A cute little drummer living her dream.

364

364 days, that is…

I’m kind of not sure I even want to mention this, since the actual day has become identified in court papers as the date “on or about which” my marriage suffered its irrevocable breakdown, but I guess I should at least point it out. (please, no one say “happy birthday” – I only have one, and it’s in March)

So, um, yeah, tomorrow, September 5th is my one -year anniversary of living as myself.

Wow.

Like most human experiences, part of me feels like it was only yesterday that I set out on my new path, but on the other hand I can barely remember the life before.

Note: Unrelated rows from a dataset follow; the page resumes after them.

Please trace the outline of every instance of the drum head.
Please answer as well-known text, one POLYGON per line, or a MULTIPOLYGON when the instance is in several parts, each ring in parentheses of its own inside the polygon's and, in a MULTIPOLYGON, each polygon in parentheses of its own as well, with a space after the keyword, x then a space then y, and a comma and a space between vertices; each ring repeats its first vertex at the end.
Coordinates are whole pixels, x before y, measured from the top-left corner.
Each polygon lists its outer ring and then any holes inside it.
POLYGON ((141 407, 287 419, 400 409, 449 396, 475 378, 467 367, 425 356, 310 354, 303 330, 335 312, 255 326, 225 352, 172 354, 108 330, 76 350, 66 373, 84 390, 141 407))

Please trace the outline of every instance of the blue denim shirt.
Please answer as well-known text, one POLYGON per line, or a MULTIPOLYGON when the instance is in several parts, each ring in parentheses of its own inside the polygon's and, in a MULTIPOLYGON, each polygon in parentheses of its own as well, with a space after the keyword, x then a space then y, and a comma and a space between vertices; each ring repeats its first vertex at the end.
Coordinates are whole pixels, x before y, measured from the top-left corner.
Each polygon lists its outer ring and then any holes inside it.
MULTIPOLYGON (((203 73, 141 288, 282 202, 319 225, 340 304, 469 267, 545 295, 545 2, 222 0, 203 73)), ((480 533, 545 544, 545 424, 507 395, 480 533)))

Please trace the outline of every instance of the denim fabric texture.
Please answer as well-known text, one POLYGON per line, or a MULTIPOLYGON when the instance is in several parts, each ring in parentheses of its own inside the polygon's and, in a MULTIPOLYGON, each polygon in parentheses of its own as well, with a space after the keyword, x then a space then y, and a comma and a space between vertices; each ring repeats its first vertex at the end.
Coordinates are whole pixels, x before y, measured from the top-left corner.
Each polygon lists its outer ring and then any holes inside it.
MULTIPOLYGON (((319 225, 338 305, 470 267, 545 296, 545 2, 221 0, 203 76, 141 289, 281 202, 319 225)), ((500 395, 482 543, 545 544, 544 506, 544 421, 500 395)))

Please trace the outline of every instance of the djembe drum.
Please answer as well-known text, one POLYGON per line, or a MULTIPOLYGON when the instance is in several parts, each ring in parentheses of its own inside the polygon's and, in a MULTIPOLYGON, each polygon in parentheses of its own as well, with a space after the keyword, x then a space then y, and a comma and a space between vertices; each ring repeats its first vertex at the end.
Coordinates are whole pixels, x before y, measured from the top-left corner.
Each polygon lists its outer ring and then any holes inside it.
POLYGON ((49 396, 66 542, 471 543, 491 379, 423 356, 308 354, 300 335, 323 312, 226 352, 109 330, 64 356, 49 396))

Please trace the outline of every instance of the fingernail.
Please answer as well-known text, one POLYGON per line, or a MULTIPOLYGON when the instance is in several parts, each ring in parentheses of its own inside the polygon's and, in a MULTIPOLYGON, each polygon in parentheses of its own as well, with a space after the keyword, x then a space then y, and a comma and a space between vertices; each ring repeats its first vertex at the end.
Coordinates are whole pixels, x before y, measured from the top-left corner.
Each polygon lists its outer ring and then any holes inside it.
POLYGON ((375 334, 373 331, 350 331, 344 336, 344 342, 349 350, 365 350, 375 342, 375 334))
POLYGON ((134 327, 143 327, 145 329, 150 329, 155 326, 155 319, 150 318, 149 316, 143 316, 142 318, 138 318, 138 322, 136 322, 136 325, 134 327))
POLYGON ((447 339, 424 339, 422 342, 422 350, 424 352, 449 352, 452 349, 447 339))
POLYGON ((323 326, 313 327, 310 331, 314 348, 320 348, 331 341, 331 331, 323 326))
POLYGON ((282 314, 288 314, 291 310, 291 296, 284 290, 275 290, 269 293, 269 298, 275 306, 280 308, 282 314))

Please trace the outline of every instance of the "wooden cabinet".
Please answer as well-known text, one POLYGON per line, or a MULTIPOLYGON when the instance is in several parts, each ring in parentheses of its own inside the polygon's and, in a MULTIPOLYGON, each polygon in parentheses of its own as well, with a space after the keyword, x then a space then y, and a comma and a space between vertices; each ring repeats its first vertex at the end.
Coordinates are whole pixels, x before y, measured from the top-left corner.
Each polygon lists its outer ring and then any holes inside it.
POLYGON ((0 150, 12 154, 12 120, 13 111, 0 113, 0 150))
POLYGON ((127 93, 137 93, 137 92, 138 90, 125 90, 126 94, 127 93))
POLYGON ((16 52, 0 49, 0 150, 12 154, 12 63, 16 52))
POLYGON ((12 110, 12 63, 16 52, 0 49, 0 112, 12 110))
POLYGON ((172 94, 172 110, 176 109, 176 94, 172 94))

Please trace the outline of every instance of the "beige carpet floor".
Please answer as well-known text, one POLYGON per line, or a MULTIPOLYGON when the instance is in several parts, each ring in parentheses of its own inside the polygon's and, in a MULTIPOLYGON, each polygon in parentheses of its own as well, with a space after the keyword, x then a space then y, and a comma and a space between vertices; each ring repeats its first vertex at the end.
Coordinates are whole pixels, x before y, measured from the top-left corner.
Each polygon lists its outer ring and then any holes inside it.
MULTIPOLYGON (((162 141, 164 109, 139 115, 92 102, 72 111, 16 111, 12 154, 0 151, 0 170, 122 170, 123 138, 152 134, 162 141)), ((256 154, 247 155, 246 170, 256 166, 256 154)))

I remember being so scared leading up till the day last year (it’s ironic that the one negative thing that I was the least scared of happening was the one negative thing that did happen – hmm, so much for predictability). It took months before I realized that no one was going to show up and kick my ass, or make fun of me, or kick me out of public restrooms. Now it seems so silly to have been afraid of anything at all. I believe the word is “normalcy.” My life is more normal now than it had ever been in my entire time on the planet previously.

I had no idea it would be this way. Everything has gotten better. I am happier and healthier, and it looks like I’m only going to continue moving in that direction.

Yet I don’t really feel celebratory. It’s just kind of matter-of-fact. It is what it is. It’s a year since I finally opened my eyes with the proper perspective, but the day itself feels like nothing at all special.

Weird.

And so, tomorrow begins day 1 of year 2. It is pretty cool, even if I don’t want to celebrate.